–Sandy Brown Jensen
(This poem is about my unusual muse, who is a ten foot tall hominid who survived the Ice Age and still roams the Pacific Northwest. She is not to be confused with Sasquatch of urban legend fame or Dzonoquah of the sacred Kwakwakawak tribal pantheon except that in Dreamtime, she is both of those. I am working on a book of poems called Giantess.)
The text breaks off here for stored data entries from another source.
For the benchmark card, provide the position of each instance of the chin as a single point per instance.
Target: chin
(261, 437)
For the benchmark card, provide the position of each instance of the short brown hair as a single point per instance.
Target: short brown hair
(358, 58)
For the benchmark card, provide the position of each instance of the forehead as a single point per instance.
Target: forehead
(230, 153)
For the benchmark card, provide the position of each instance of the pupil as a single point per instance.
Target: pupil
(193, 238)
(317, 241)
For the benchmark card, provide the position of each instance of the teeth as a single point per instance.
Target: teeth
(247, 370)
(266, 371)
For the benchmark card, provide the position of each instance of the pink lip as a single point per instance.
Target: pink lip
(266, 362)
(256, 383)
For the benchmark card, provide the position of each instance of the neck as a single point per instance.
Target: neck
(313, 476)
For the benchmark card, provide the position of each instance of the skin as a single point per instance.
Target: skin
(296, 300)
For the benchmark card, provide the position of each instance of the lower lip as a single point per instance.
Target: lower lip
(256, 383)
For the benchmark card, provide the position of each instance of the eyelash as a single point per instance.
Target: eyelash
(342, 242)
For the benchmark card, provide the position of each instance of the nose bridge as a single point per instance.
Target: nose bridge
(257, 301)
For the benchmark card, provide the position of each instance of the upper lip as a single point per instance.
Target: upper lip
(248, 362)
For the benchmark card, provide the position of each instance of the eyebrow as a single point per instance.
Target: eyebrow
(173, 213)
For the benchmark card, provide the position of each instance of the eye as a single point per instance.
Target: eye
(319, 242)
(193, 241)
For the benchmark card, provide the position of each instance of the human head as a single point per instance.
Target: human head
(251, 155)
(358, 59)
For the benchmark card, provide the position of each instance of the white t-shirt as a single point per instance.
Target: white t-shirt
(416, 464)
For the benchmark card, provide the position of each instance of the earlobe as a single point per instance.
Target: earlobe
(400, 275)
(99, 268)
Will she come to me now when
the little creek of grief is nothing
but dark water in an old ditch
inching upward with the swell
of winter rain?
She is a creature
of the far North. All winter
She sleeps as the bears sleep.
She lets her dream body loose
to roam, held to her sleeping
bulk by the thinnest of silks.
When the winter nights
are tin cold and the stars
so far away that I may as well
have my head in a bucket
punched with holes, I look
for her between fir trees. I listen
for her in the gunshot snap
of a frozen limb. I try
to find her thread
and lead her to me here.
Now the March thaw
is breaking up the rivers
the way, long after a death,
the heart begins to rise again.
I know she is traveling
toward me now, the long
southward beaches still roaring
with open mouths their storm
surge songs.
She is finding
cockles among the seaweed,
and her eyes, if you could see them,
have twin catchlights
like inverted crescent moons.
A dark poem, hidden, earthy. I smell moss and ferns. I sense her mystical presence but this is no whimp of a fairy. She has legs like two ancient maples, growing side by side from the forest floor. She is mythical – it seems she bridges for you the deep ancient history of the indigenous world and lifeways with your modern mind.